Я захожу в TikTok и вижу, что на польском языке завирусилась песня, переведенная с русского. Кажется, "Матушка-земля" или что-то такое. И поляки поют. Я себе думаю: "Что вы делаете, на вас летят российские дроны, а вы перевели русскую пропагандистскую песню и поете на польский манер?" Мне кажется, что сейчас польское общество должно максимально консолидироваться. Что будет дальше, я не знаю, боюсь что-то сказать, боюсь сейчас каких-то слов, чтобы они не материализовались.
– Совсем скоро объявят список артистов, которые будут бороться за право представлять Украину на "Евровидении 2026". Была ли у вас мысль принять участие в нацотборе, ведь у вас, уверена, были бы все шансы победить?
– Вы знаете, я не думаю, что я бы победила, потому что у меня немного другая музыка. И, как правило, на "Евровидении" то, что мне нравится больше всего, не побеждает. То есть у меня есть специфические вкусы, я делаю музыку всю свою жизнь такую, которая мне нравится. Она потом через 30 лет актуальна, но она не, знаете ли, прямо в фарватере модных и актуальных тенденций. Я пишу на годы, на десятилетия. Поэтому у меня такой мысли не было, но в свое время я была главой национального жюри "Евровидения" в Украине. Это как раз был тот год, когда победила Джамала. И я помню, как мне даже угрожали с каких-то российских пабликов и номеров. То есть я причастна к этому была. И была когда-то главой детского жюри на "Евровидении".
Сейчас я всегда смотрю, комментирую, стараюсь анализировать, что мне нравится, что нет, но, например, Ziferblat мне нравится очень. В этом году мне понравилось все как у них было. Но участвовать я пока что не планирую, потому что украинский национальный отбор на "Евровидение" – это площадка для молодых артистов показать себя всей Украине.
Это не про выиграть и поехать, а чтобы тебя увидело огромное количество людей в стране, и это прекрасный способ для этого, потому что все участвующие в нацотборе на "Евровидении" даже не побеждают, мы их потом помним и любим. Это и Molodi, и Аnka, и Fiїnka. Из-за этого я не хочу забирать еще какое-то место, когда может поехать какой-то очень крутой молодой человек и обогатить этим украинскую сцену.
– Героями вашей программы "Уик-энд новой музыки" на радио "Промінь" было много как украинских звезд, так и молодых артистов. Кто больше всего поразил за последний год?

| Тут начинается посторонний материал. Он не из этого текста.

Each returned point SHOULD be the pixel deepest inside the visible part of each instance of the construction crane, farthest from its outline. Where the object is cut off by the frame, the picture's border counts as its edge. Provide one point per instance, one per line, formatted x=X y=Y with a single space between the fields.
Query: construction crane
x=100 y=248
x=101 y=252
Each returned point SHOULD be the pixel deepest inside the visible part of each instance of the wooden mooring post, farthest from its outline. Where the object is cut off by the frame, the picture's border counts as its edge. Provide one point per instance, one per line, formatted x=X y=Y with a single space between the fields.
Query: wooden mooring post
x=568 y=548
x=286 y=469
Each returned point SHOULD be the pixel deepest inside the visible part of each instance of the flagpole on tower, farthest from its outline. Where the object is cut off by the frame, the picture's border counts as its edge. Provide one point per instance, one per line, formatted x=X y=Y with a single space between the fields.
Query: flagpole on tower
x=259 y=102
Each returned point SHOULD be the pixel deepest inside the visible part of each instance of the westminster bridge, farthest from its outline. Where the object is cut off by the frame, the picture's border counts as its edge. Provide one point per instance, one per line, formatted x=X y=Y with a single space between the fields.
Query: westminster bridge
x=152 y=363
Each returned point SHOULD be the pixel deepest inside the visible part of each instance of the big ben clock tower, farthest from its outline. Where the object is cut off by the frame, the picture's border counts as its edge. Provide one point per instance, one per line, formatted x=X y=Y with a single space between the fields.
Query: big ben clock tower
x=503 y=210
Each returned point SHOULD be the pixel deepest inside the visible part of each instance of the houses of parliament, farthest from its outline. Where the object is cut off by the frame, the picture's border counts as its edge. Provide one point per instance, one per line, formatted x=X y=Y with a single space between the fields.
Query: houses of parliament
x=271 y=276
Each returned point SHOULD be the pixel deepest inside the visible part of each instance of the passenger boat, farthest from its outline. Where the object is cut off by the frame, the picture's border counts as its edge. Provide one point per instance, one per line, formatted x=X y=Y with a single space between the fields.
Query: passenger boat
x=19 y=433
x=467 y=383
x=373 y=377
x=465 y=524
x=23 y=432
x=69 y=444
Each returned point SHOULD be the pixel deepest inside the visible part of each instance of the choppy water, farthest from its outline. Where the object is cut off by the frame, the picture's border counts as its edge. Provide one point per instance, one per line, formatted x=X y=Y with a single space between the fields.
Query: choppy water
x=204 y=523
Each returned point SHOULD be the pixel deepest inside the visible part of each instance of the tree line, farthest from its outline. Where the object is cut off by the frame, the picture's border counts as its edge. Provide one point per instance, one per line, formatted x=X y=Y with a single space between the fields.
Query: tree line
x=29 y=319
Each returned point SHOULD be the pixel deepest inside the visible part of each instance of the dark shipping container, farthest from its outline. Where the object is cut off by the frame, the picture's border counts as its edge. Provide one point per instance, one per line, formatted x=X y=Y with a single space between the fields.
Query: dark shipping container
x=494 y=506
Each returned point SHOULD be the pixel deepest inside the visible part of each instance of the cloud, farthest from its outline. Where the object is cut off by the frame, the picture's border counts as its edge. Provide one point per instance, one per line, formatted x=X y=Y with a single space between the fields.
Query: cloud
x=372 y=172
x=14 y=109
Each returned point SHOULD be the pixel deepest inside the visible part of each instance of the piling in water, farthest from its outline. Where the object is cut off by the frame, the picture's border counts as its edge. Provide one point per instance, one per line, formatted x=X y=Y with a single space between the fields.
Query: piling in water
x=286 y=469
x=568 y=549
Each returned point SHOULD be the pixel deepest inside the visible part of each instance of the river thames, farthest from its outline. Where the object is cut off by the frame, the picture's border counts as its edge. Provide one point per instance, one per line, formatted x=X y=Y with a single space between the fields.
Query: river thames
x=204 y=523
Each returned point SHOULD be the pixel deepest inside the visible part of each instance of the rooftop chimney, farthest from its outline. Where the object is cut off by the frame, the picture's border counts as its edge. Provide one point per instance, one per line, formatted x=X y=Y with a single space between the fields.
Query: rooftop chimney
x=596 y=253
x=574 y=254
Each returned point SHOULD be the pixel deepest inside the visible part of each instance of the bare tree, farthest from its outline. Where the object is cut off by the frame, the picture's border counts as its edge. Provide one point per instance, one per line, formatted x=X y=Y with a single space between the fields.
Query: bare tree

– Ну давайте начнем с женщин. Сначала лучшие три альбома прошлого года – это "Крихітка" – "Мегалюбов", Vivienne Mort – "Фата" и очень понравился альбом Кажанны. Очень нравится Fiїnka – именно, знаете, ощущение жизни в ее музыке. Очень понравилась Shmiska, очень понравилась "Сестра Близнючка".
А из парней я с удовольствием слушаю Molodi, нравится, что делают Tvoschi, SadSvit. Ну, и Арсен Мирзоян нравится. Melovin интересно всегда это все преподносит. А, ну и моя любовь – это Дима Зезюлин и Latexfauna. Мне просто нравится и музыка, и персонаж.
– Все лето гремела песня Drevo "Смарагдове небо". Что скажете о ней?
– Я помню, как он пробивался, как пытался петь песни своей бабушке, я видела, как ему хотелось, чтобы это люди услышали, узнали. Поэтому я держала за него кулаки на самом деле. За каждым человеком у меня всегда стоит история этого человека. И поэтому я искренне радуюсь, когда человек пробивается и все-таки пробивает эту стену.